Sunrun, the largest home solar and storage installer in the U.S., delivered a third record quarter to round out 2018.
The company installed 115 megawatts in Q4, according to earnings numbers released Thursday. That deployment follows two consecutive record quarters: 100 megawatts in Q3 and 91 megawatts in Q2. The latest deployments achieved 35 percent year-over-year growth from 85 megawatts in Q4 2017.
The repeated growth solidified Sunrun's lead as the top rooftop solar installer after market leader SolarCity shrank activities following its acquisition by Tesla. Tesla only deployed 73 megawatts of solar in Q4, counting both homes and commercial installations.
In recent months, Sunrun has established footholds beyond the standalone solar market. CEO Lynn Jurich confirmed to GTM that BrightBox solar-plus-storage installations met the 2018 target of "nearly 5,000," and have since surpassed it.
The guidance for 2019 is to grow BrightBox deployments in the triple digits year-over-year, she said. Growing the installed base of batteries, which can store solar power and dispatch it on command, will be crucial for Sunrun's strategy of expanding into grid services.
The company reached an early milestone in that effort when it won a 20-megawatt bid in the ISO New England forward capacity market this month. Now Sunrun must deliver 5,000 homes in that region by 2022.
"The market leadership position we’ve been enjoying brings a lot of advantages," like referrals from customers and partnerships with large retailers, Jurich said. "We’re excited by our scale now, because we can really bring meaningful value to the energy system."
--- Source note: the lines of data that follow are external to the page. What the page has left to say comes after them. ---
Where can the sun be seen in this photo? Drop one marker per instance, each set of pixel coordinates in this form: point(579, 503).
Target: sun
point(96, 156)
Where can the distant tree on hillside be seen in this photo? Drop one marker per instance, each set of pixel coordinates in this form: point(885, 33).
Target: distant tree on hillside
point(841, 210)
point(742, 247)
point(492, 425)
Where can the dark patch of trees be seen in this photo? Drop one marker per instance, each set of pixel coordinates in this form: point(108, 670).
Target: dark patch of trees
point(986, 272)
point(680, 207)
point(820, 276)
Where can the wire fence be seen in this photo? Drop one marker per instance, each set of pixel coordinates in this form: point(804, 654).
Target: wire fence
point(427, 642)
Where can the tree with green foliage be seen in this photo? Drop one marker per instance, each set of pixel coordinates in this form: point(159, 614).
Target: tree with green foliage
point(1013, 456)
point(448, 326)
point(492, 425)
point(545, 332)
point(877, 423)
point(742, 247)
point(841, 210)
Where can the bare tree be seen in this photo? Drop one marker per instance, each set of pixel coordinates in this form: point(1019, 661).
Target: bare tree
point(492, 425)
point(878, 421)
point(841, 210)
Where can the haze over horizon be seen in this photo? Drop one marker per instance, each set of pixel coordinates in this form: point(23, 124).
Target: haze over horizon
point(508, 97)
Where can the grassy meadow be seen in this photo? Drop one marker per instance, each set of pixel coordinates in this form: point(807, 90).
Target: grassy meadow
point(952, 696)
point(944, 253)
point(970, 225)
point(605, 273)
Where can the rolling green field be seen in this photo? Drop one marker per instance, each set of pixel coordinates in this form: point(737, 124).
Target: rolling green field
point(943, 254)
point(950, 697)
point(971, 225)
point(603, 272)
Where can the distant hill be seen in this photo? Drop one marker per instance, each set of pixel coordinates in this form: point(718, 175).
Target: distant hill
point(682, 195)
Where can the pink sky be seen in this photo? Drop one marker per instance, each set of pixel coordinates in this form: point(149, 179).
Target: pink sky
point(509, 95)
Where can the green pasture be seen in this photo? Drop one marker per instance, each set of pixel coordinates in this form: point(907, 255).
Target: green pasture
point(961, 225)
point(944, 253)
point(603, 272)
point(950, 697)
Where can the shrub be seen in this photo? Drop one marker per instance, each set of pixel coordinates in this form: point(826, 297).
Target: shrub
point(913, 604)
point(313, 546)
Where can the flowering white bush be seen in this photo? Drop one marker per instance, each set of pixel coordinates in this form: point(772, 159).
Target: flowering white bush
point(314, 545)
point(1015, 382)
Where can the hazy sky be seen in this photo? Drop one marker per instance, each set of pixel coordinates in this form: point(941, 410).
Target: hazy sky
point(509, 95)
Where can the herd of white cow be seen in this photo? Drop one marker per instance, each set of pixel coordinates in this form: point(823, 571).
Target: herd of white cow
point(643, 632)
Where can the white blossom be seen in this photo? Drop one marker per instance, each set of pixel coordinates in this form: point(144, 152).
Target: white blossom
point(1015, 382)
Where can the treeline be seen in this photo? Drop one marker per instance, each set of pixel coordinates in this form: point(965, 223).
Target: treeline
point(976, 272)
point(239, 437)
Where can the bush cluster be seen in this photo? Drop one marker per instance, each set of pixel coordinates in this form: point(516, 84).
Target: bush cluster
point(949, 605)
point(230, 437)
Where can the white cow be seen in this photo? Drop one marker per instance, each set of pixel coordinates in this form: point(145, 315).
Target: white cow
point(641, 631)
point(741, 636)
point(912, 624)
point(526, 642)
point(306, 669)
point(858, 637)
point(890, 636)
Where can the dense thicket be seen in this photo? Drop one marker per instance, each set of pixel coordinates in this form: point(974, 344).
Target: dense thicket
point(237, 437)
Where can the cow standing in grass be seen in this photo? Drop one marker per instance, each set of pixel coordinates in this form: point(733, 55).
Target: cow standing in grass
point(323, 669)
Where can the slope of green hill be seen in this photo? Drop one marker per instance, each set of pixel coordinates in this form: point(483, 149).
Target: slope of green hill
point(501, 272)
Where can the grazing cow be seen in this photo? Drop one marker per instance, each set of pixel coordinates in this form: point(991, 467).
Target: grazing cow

Just a few years ago, turmoil in the home solar space led many observers to doubt the viability of national installer models. Sungevity went bankrupt, NRG left residential solar, SolarCity sold itself. Sunrun, however, continues to expand its customer base while leaning almost exclusively on the leased model, where it owns the assets, even as the overall market shifts toward cash and loan deals.
"Sunrun's earnings show that it is possible for a large national installer to still grow, and to do so with the third-party-owned model," said Allison Mond, a senior analyst tracking rooftop solar at Wood Mackenzie Power & Renewables.
RUN stock price has trended up since a dip in January. It closed above $15.50 on Thursday, before earnings were announced.
Big-box sales channel
Jurich hinted in a previous interview that the company was reaching out to big-box retailers, and that outreach paid off this week. Sunrun revealed a partnership expansion with Home Depot to put its solar and storage product in stores across 15 states.
Under these sorts of partnerships, solar companies get a shot at wooing customers shopping for home improvements. The opportunity doesn't come free: The solar company has to pay the big-box store for customers acquired there.
"It's an expensive way to acquire a customer, but it definitely works," Mond said.
SolarCity got a lot of customers that way, she noted, before Tesla pulled out of the partnership last summer to focus on sales online and in its own retail stores. The company announced Thursday it would take that strategy a step further, closing down many of its stores. Meanwhile, Sunrun's Home Depot investment adds to its existing retailer sales strategy; the company also acquires customers through selling in Costco stores nationwide.
Despite the costs, Jurich called the Home Depot expansion an "attractive acquisition channel," and said it will become a meaningful contributor to overall sales.
Sunrun is guiding to increase net present value margins, which measure the long-term worth of an installation, to above $1.10 per watt in 2019. One way to get there is spending less on customer acquisition than previously.
15 percent annual growth
As of the previous earnings call, Sunrun's total 2018 deployments were on track to deliver 15 percent growth over 2017, and they hit that guidance, clocking in at 373 megawatts. The company expects 16 to 18 percent growth for 2019 deployments.
Cumulatively, the company has installed 1,575 megawatts, up from 1,460 megawatts last quarter. That portfolio amounts to $1.4 billion in net earning assets.
The average customer installation creates $9,600 in net present value as of Q4. Layering on the capacity revenue from the ISO New England deal, assuming Sunrun keeps winning those contracts after the first one expires, can add more than $2,000 to that NPV, Jurich said.
"As these energy services opportunities come up, that will benefit the larger parties that have this scale and density, and will further differentiate the companies that are owners and operators of the energy assets and can come in and provide meaningful capacity to the market."
Sunrun appears best positioned to take advantage of those opportunities, given its scale of battery deployment and high rate of ownership of the systems it installs. Of 2018 systems installed, 86 percent were leased to customers.
Sunrun ended the quarter with $304 million in cash and restricted cash on its balance sheet, compared to $275 million last quarter.
Q4 produced a net loss per share of $0.05, but the year as a whole delivered earnings per share of $0.23.
Cash flow offers a better indication of the company's financial performance than EPS, Jurich said, because Sunrun incurs costs upfront to install assets that will pay out over the coming decades. Sunrun exceeded guidance on that metric, delivering $63 million in cash for 2018. It expects to grow that to over $100 million in 2019.